2. Writing refs (i.e., branches and tags received). There are many RefUpdates
   that call repo.getConfig() to get the core.trustFolderStat setting, and if
   false, would also check the packed refs file for having been modified. (See
   RefDirectory.getPackedRefs().)
   
   Similar remedies as above might be applied. Either read that trustFolderStat
   setting only once and pass it around, or see if a UnitOfWork could be used.

   Or handle the initial writing of refs specially when cloning.

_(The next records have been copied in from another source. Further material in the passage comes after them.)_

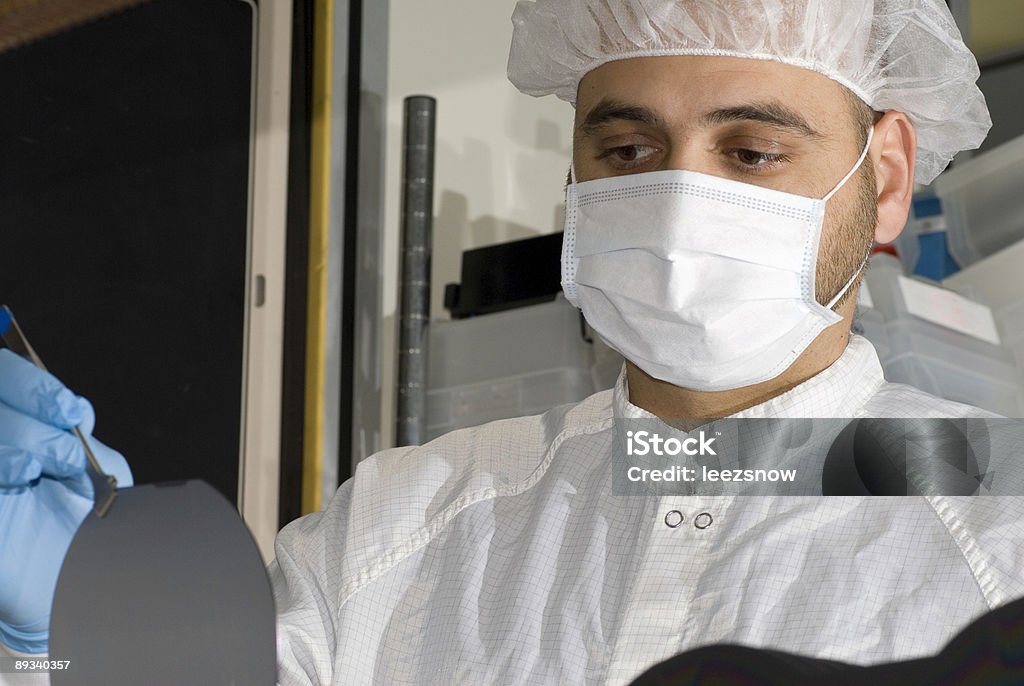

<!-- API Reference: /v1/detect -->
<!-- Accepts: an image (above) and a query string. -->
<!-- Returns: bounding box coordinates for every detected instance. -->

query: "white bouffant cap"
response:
[508,0,991,183]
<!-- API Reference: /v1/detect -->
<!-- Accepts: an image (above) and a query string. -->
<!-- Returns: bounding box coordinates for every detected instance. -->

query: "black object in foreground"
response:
[50,480,276,686]
[632,599,1024,686]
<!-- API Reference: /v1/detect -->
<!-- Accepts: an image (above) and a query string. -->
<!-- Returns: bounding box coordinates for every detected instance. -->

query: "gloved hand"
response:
[0,349,132,653]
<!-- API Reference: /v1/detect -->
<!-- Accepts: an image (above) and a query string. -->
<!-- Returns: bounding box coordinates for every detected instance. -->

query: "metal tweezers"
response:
[0,305,118,517]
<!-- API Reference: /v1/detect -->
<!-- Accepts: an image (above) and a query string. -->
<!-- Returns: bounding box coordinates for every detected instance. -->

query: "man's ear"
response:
[868,112,918,248]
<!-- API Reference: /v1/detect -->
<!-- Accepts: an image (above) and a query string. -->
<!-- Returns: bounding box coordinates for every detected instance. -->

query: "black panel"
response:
[0,0,254,501]
[278,0,314,527]
[444,231,562,319]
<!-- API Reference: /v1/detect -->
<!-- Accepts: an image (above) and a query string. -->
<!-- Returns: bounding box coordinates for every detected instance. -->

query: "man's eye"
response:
[598,145,654,166]
[733,147,786,167]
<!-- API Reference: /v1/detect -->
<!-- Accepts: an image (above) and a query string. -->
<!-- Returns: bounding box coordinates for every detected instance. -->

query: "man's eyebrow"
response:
[700,101,824,139]
[580,99,668,134]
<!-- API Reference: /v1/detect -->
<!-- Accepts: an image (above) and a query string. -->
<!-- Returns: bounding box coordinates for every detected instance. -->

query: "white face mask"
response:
[562,129,873,391]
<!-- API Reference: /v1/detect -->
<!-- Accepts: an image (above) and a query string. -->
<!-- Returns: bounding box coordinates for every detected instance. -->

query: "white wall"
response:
[382,0,572,446]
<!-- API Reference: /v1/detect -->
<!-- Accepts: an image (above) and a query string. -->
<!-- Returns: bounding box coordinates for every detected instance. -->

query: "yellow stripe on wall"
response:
[302,0,334,514]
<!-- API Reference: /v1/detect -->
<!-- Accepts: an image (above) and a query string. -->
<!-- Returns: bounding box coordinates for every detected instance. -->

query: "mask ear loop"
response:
[821,126,874,309]
[821,126,874,203]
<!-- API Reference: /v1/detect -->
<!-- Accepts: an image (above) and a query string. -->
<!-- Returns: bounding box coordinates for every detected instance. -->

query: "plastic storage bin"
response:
[934,136,1024,267]
[883,317,1024,418]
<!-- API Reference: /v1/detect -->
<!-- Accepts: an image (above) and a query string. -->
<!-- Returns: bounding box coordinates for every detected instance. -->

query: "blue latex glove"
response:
[0,349,132,653]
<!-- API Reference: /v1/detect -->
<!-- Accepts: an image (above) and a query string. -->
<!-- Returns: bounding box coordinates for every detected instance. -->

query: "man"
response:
[0,0,1024,685]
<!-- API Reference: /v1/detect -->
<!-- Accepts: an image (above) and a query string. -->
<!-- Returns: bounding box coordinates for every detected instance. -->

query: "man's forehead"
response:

3. (Not a git config access, but a costly file attributes access) Checks for
   the pack directory being modified: these come from the fetch phase when
   receiving pack files and parsing them. There is a check against duplicate
   objects (i.e., objects with the same object ID but different content) in
   there, which scans all packs in the directory, and if not found, checks
   whether new packs have been added to the pack directory and if so re-scans
   again. Unclear how this could be improved. This duplicate check is done
   for every object received.

   Maybe switch off this duplicate check? Or just don't re-check for new pack
   files if cloning and the first pass over the pack files didn't find a
   duplicate?
Comment 5 Eclipse Genie CLA 2022-08-14 11:01:15 EDT
New Gerrit change created: https://git.eclipse.org/r/c/jgit/jgit/+/195181
Comment 6 Thomas Wolf CLA 2022-08-14 11:22:15 EDT
(In reply to Eclipse Genie from comment #5)
> New Gerrit change created: https://git.eclipse.org/r/c/jgit/jgit/+/195181

This fixes (1) from comment 4 by loading the WorkingTreeOptions only once instead of for every file to be checked out.

(2) and (3) are still open. Note that (3) has the biggest effect.
Comment 8 James Poli CLA 2022-08-15 08:40:10 EDT
Thanks, Tomas, for the work on this issue.  Do you know when this change will make it into Eclipse and what version that will be?  
Thanks,
Jim
Comment 9 Matthias Sohn CLA 2022-08-15 09:07:49 EDT
(In reply to James Poli from comment #8)
> Thanks, Tomas, for the work on this issue.  Do you know when this change
> will make it into Eclipse and what version that will be?  
> Thanks,
> Jim

This patch will be included in JGit 6.3.0 which is planned to be released with Eclipse 2022-09 (4.25) on Sep 14.